Plans for 10 wind turbines - taller than Lincoln Cathedral - were thrown out by West Lindsey District Council in November after more than 450 people turned out for a meeting at Lincolnshire Showground’s Epic Centre to oppose the scheme.
Councillors said the development would significantly intrude upon and dominate the setting of nearby heritage assets, cause significant harm to archaeological sites in the area and have an adverse visual impact on the setting and appearance of local landscape character.
More than 2,000 people objected to the proposal and there were about 900 letters of support.
But, the company behind the plans, RWE Group, have now launched an appeal with the Government’s Planning Inspectorate to have the decision overturned.
Sir Edward this week wrote to Eric Pickles, the Secretary of State for Communities and Local Government, seeking his intervention in the Hemswell Cliff wind farm saga.
In his letter to the minister, Edward Leigh noted the wind turbine proposal at Hemswell Cliff provoked “substantial resistance from local residents and other concerned people, verging on the unanimous.” He voiced his own “deep-seated opposition” to the proposal and raised the alarm regarding RWE’s appeal.

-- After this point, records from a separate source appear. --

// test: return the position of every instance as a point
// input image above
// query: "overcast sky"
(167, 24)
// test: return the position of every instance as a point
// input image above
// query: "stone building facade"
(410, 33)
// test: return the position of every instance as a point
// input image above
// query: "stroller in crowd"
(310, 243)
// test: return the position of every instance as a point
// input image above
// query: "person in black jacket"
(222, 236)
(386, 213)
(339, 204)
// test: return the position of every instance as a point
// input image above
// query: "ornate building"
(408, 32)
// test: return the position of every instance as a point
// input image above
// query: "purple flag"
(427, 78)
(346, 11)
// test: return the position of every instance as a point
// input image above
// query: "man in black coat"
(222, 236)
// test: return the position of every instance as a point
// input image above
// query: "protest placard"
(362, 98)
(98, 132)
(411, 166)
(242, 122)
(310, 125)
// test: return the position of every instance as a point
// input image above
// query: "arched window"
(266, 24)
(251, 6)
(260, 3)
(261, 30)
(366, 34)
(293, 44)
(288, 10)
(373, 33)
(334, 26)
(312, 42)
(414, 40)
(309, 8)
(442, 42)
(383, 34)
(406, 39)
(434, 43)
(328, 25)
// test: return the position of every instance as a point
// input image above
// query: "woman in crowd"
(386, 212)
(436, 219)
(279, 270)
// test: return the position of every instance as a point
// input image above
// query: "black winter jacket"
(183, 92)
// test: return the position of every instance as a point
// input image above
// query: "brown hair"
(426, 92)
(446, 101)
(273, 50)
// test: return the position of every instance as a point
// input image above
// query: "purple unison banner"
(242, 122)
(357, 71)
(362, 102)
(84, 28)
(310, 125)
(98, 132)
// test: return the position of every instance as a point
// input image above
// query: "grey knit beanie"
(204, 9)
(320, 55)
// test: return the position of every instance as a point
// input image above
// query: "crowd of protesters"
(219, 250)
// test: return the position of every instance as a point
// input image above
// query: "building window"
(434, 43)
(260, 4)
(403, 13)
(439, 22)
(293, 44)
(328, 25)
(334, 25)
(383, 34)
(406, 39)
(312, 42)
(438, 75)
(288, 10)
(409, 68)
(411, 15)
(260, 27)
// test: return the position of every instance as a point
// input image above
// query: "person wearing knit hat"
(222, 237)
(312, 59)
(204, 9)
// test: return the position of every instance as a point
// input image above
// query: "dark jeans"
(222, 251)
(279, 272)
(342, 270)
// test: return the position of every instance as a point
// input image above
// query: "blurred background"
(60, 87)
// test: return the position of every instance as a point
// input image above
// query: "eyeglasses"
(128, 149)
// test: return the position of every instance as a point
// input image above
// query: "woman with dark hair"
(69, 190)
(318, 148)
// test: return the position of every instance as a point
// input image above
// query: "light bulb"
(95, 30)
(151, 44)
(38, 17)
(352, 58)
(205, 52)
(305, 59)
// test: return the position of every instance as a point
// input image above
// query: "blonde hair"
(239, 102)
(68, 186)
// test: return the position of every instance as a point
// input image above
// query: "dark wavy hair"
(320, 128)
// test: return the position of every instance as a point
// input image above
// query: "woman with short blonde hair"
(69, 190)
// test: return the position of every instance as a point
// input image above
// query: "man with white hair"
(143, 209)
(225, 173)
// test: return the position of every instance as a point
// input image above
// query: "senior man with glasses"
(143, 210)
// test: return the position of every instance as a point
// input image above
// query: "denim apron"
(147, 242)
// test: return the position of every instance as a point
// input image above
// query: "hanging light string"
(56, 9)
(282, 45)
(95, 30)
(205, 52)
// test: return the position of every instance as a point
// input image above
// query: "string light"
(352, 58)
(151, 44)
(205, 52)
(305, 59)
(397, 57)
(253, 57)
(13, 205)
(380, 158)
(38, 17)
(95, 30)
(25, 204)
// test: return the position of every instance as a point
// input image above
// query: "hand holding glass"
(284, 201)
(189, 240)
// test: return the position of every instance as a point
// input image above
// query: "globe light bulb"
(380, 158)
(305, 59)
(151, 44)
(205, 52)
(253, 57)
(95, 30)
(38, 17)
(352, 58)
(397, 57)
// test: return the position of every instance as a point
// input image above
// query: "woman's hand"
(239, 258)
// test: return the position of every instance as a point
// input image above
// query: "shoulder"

He said: “There is a very real risk of the principles of localism and subsidiarity being significantly undermined if deep-pocketed groups like RWE are capable of spinning out the appeals process to such an extent that district councils and the concerned parish councils feel they cannot feasibly compete,”
Sir Edward warned in his letter. “Alongside concerned residents and other local people, they may be intimidated into silence or inaction by the deep resources of such groups.”
Sir Edward asked the Secretary of State to intervene to “ensure that the wishes of local residents are heeded, that the very fair decision of the planning committee of West Lindsey District Council is upheld, and that the principles of localism... are respected.”
A previously reported, planning applications which would see a single wind turbines, standing at more than 100 metres tall near South Kelsey and Caistor are expected to be considered by West Lindsey District Council planners this month.
There are also further plans pending for two 67-metre tall turbines on the edge of Brookenby.